MetricTypeExample Threshold
Messages sent (cloud-side)Cloud-side metric from IoT CoreAlert if > 1000 messages in 5 minutes (possible data exfiltration)
Messages received (cloud-side)Cloud-side metric from IoT CoreAlert if > 500 messages received (command injection pattern)
Authorization failuresCloud-side metric from IoT CoreAlert if > 5 authorization failures in 1 minute (policy probing)
Source IPCloud-side metric from IoT CoreAlert if device connects from a new CIDR not seen before
Listening TCP portsDevice-side metric (requires agent)Alert if device opens a port not in the allowed list
Listening UDP portsDevice-side metric (requires agent)Alert if device opens UDP port outside baseline
Packets sent/receivedDevice-side metric (requires agent)ML-based anomaly detection on traffic volume
bash
# Create a security profile with ML anomaly detection
aws iot create-security-profile \
  --security-profile-name "TelemetryDeviceProfile" \
  --security-profile-description "Monitors message rates and auth failures" \
  --behaviors '[
    {
      "name": "LowMessageRate",
      "metric": "aws:num-messages-sent",
      "criteria": {
        "comparisonOperator": "greater-than",
        "value": {"count": 1000},
        "durationSeconds": 300,
        "consecutiveDatapointsToAlarm": 2,
        "consecutiveDatapointsToClear": 2
      }
    },
    {
      "name": "AuthFailures",
      "metric": "aws:num-authorization-failures",
      "criteria": {
        "comparisonOperator": "greater-than",
        "value": {"count": 5},
        "durationSeconds": 60
      }
    }
  ]'

# Attach the profile to a Thing Group
aws iot attach-security-profile \
  --security-profile-name "TelemetryDeviceProfile" \
  --security-profile-target-arn "arn:aws:iot:us-east-1:123456789:thinggroup/TelemetryDevices"
⚠️

ML-based detection requires at least 14 days of training data before it starts generating meaningful violations.

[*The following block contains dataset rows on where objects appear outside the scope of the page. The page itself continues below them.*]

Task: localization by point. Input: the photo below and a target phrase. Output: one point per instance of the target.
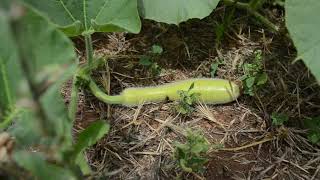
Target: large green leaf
(75, 16)
(302, 20)
(49, 59)
(176, 11)
(9, 67)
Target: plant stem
(89, 48)
(260, 17)
(6, 89)
(73, 100)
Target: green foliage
(214, 66)
(44, 59)
(313, 126)
(302, 23)
(191, 155)
(256, 4)
(175, 11)
(278, 119)
(40, 168)
(76, 17)
(222, 28)
(254, 76)
(149, 59)
(188, 99)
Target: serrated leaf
(176, 11)
(75, 17)
(39, 168)
(91, 135)
(303, 25)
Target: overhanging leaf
(176, 11)
(75, 16)
(10, 72)
(303, 25)
(48, 56)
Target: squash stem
(89, 49)
(97, 92)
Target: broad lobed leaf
(302, 20)
(75, 16)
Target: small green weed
(188, 99)
(214, 66)
(313, 126)
(148, 60)
(222, 28)
(278, 119)
(190, 155)
(254, 76)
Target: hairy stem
(89, 48)
(6, 89)
(73, 100)
(261, 18)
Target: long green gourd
(211, 91)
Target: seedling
(278, 119)
(254, 76)
(313, 126)
(149, 60)
(214, 66)
(187, 100)
(191, 155)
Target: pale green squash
(211, 91)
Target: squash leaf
(303, 25)
(75, 17)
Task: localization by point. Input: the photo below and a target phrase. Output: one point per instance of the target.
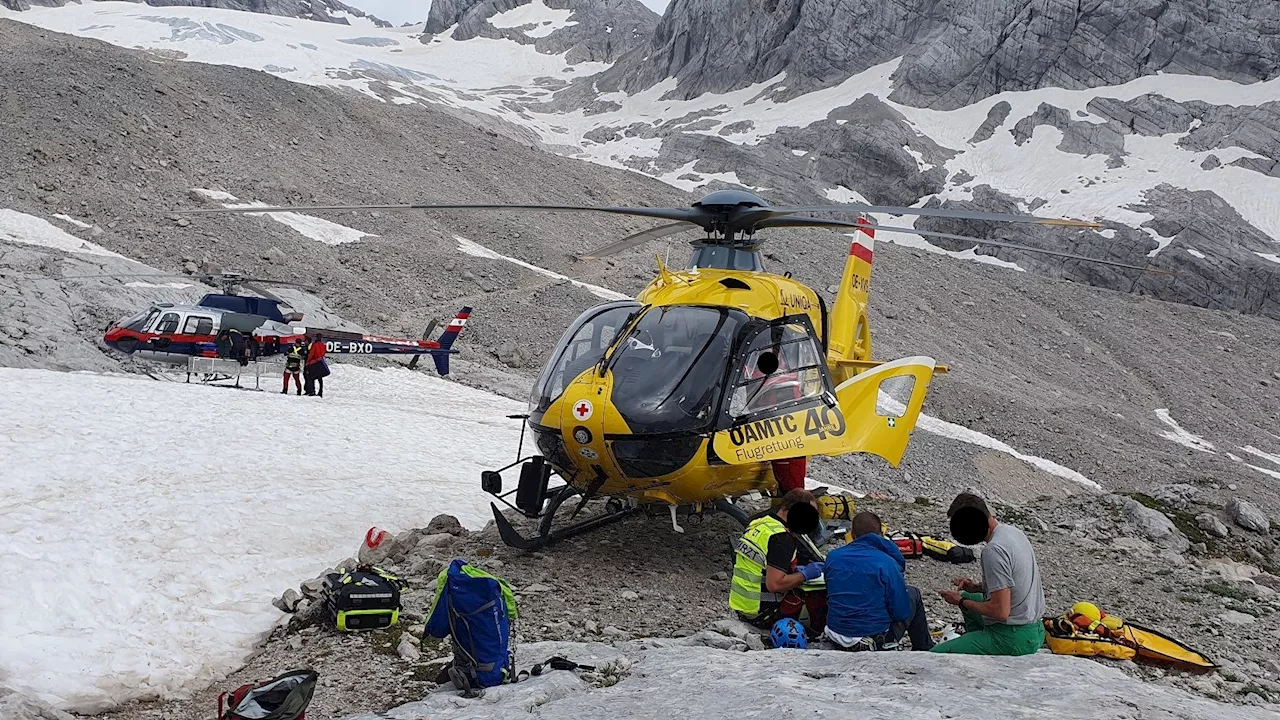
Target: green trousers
(981, 638)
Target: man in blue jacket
(869, 605)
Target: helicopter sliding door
(782, 404)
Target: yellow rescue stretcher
(1106, 636)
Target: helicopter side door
(782, 404)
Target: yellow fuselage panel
(585, 406)
(767, 296)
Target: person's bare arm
(780, 582)
(996, 606)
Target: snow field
(30, 229)
(145, 527)
(497, 76)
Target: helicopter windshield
(668, 370)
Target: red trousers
(790, 473)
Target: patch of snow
(150, 569)
(676, 178)
(30, 229)
(478, 250)
(1161, 241)
(961, 433)
(159, 286)
(548, 19)
(842, 195)
(1180, 436)
(919, 159)
(315, 228)
(1267, 456)
(220, 196)
(73, 220)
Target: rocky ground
(1144, 559)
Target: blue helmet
(789, 633)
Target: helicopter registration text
(785, 436)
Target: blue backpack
(476, 611)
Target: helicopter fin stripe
(860, 251)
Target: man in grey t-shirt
(1004, 613)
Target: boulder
(1210, 523)
(1248, 515)
(444, 524)
(1155, 525)
(288, 602)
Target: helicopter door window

Do not rely on ML detect immediately after enabling it for a new device fleet - use static thresholds initially, then transition to ML after the learning period.

Mitigation Actions: Automated Remediation

Device Defender can trigger predefined mitigation actions automatically when audit findings or detect violations occur. This enables automated remediation without manual intervention.

Mitigation Action TypeWhat It DoesExample Trigger
ADD_THINGS_TO_THING_GROUPMoves violating devices to a quarantine group with restrictive policyDevice showing anomalous message rates gets isolated from production topics
PUBLISH_FINDING_TO_SNSPublishes finding details to an SNS topic for alerting or downstream automationTrigger a Lambda that creates a Jira ticket for the security team
REPLACE_DEFAULT_POLICY_VERSIONReplaces a device's IoT policy with a blank (deny-all) policy versionImmediately revoke access for a device with active violations
UPDATE_CA_CERTIFICATEMarks a CA certificate as inactive to prevent new device registrationsCompromised CA stops issuing new device credentials
UPDATE_DEVICE_CERTIFICATERevokes a specific device certificateDecommission a known-compromised device
💡

Combine ADD_THINGS_TO_THING_GROUP with a pre-created quarantine Thing Group that has a policy allowing only a specific MQTT topic where the device can report its status. This creates a soft quarantine - the device stays connected but cannot send production data until cleared.

🎯

Interview Focus Points

  • 1What is the difference between Device Defender Audit and Detect - what does each one monitor?
  • 2How would you automatically quarantine a device that starts sending an unusually high volume of messages?
  • 3Explain what IOT_POLICY_OVERLY_PERMISSIVE_CHECK catches and how to fix the finding.
  • 4How long does ML-based anomaly detection take to start working and what should you use in the meantime?
  • 5Walk me through a complete incident response flow when Device Defender flags an authorization failure spike from 50 devices simultaneously.
  • 6What device-side metrics require installing a Device Defender agent, versus metrics available with no agent?
  • 7How would you handle certificate expiry for a fleet of 100,000 devices at scale using Device Defender findings and IoT Jobs?